Your mental state can make you or break you, it can build you up (during particularly tricky times), or it can tear you down further. Therefore, you need to nourish it with healthy, positive thoughts. This is were some type of therapy may be useful. There is no shame in seeking help from a plethora of external agencies.
This is not meant to be solitary battle you embark on. Seeking and cultivating a space safe, which affords you the opportunity to tap into some sort of nonjudgemental cathartic release, will prove very beneficial. It will enable you to excavate the sub-conscious mental sludge that convolutes and contaminates your neural pathways.
Ripple effect
The ramifications of this diagnosis were wide. This diagnosis tested you, but also impacted the nearest and dearest around you. Your challenge in day-to-day life challenged them too. They had to adjust, adapt, and accept the cataclysmic change to their lives too.
While the stiffness and slowness in movement wracked and attacked your body and limbs, they were also wracked by how this disease visibly limited and lessened you. On many occasions, they could not compute the way in which Parkinson’s had forced them all to step up in a meaningful manner by forcing them to become your carer and your newborn daughter’s carer.
Health is not a birth right
I walked around for years (prior to diagnosis) where I naively took my body for granted. My brain and limbs worked fluidly and beautifully. There was an open communication and dialogue between them. My brain instructed and my limbs obeyed. No ifs, no buts.
I assumed that this was my naturally ordained birth right.
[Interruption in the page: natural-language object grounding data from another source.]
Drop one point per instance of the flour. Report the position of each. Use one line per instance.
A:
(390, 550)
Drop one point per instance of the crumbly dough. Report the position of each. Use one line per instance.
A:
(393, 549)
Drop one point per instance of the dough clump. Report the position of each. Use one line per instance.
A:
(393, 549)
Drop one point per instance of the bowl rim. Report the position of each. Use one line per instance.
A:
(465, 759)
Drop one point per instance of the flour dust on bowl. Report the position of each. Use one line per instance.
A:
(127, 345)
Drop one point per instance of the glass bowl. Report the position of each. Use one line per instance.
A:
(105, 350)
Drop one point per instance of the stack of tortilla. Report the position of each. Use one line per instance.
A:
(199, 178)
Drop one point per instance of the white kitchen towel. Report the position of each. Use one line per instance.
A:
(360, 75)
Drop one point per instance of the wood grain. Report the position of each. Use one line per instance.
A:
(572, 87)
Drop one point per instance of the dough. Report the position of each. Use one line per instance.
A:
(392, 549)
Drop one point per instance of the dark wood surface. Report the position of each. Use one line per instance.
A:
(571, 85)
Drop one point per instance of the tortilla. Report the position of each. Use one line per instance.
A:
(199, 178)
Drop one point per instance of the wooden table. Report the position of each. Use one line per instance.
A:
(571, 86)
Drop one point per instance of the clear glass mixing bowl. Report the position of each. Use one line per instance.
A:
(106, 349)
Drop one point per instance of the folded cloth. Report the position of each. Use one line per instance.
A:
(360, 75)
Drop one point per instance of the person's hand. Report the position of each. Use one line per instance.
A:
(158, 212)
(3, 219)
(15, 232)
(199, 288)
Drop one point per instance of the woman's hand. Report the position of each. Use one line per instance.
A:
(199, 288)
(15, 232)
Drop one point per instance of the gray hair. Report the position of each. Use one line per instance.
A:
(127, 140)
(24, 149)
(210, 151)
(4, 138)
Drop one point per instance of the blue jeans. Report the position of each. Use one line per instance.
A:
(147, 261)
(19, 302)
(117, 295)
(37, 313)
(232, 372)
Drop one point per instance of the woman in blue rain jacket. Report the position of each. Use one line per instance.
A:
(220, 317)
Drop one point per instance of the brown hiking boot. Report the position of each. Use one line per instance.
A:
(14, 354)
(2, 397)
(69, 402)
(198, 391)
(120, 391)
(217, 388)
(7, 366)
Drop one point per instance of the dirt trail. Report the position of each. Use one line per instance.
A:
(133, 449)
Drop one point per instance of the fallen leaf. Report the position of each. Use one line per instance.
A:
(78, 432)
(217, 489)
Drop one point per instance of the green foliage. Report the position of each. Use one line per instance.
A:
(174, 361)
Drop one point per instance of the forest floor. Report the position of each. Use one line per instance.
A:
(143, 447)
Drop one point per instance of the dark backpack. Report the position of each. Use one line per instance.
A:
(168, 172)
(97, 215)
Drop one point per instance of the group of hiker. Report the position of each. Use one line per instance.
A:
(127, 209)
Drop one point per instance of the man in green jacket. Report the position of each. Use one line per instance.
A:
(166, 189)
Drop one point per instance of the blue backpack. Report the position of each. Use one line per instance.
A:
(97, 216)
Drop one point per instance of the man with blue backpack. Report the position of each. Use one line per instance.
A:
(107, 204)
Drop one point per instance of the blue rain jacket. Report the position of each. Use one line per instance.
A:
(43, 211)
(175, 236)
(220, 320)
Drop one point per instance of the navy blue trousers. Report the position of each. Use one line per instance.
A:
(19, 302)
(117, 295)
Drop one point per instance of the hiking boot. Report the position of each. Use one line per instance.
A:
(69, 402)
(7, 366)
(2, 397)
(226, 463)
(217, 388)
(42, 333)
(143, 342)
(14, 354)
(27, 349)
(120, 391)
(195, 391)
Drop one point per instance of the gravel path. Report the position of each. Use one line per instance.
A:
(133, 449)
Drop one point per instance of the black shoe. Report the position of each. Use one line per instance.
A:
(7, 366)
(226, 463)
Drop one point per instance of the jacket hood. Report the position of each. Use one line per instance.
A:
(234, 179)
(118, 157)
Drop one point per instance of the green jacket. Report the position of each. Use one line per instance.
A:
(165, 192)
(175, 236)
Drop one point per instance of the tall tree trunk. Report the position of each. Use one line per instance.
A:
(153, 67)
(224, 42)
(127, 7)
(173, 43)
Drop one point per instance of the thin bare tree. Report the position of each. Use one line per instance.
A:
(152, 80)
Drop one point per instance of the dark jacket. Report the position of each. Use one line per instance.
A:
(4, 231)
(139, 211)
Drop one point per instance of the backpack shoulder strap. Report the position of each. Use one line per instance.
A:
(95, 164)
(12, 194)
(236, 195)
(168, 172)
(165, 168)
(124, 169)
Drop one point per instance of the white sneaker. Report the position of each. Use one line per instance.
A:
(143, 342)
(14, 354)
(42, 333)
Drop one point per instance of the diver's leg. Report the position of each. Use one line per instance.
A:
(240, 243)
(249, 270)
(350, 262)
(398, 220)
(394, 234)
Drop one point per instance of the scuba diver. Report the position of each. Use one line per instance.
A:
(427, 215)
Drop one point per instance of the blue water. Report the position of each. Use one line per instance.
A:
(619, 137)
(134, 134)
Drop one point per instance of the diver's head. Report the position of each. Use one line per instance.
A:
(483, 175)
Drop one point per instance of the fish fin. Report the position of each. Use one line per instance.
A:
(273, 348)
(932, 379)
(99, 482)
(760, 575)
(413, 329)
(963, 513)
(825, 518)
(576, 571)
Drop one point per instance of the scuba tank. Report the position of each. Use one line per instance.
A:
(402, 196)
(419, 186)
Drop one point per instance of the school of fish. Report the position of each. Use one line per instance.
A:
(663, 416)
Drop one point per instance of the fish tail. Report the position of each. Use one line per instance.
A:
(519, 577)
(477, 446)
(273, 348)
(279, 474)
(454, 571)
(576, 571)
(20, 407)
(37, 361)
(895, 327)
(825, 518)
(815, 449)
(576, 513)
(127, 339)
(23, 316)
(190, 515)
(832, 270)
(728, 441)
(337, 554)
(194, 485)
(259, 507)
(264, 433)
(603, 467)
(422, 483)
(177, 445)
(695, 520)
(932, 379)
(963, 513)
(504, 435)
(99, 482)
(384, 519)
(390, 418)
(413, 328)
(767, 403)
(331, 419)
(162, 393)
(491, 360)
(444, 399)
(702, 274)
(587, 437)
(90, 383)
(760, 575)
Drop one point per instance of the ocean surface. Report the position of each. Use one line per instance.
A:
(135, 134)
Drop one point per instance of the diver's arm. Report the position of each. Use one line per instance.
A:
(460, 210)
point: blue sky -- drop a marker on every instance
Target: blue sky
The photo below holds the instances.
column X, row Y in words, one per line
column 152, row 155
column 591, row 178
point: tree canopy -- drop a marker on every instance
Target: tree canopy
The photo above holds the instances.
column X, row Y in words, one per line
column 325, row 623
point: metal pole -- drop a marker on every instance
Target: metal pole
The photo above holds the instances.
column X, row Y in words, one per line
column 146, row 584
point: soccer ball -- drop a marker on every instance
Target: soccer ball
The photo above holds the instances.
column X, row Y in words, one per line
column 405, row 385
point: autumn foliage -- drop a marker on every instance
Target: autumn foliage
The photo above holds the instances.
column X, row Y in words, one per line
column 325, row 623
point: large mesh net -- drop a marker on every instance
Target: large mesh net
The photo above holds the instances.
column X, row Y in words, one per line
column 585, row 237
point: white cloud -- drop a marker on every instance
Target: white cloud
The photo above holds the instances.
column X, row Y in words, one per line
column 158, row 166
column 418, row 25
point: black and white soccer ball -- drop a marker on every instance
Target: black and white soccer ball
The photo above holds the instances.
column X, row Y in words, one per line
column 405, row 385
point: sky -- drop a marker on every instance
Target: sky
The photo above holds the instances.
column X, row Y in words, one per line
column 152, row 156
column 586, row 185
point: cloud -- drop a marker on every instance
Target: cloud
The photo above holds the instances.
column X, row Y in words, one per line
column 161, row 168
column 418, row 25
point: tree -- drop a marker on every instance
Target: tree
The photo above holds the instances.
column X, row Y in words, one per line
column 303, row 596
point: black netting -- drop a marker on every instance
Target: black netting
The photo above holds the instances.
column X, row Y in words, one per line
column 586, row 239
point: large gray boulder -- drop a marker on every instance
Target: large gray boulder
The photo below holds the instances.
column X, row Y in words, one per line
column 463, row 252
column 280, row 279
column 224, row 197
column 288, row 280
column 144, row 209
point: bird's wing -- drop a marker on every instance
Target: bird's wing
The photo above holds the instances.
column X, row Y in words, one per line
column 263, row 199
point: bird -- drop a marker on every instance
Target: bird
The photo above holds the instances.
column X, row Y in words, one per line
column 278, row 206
I was never appreciative about the marvelous machinery that was my brain and body. I just assumed it would be fully functioning forever.
How naive and wistful. Oh, the audacity of this deluded belief makes me blush now. It was not a right. But, a massive, massive gift. A privilege - one that I never appreciated or fathomed, until it was gone.
Relationships matter
When you are too weak to fight or push against the titanium enforced wall that represents your Parkinson’s symptoms, it is okay. It is okay because you are blessed and lucky enough to have a quiet army of cheerleaders in your corner. Cherish them. For they love you unconditionally and although they hate to see you hurt in the way that you do. They still see you and not the disease.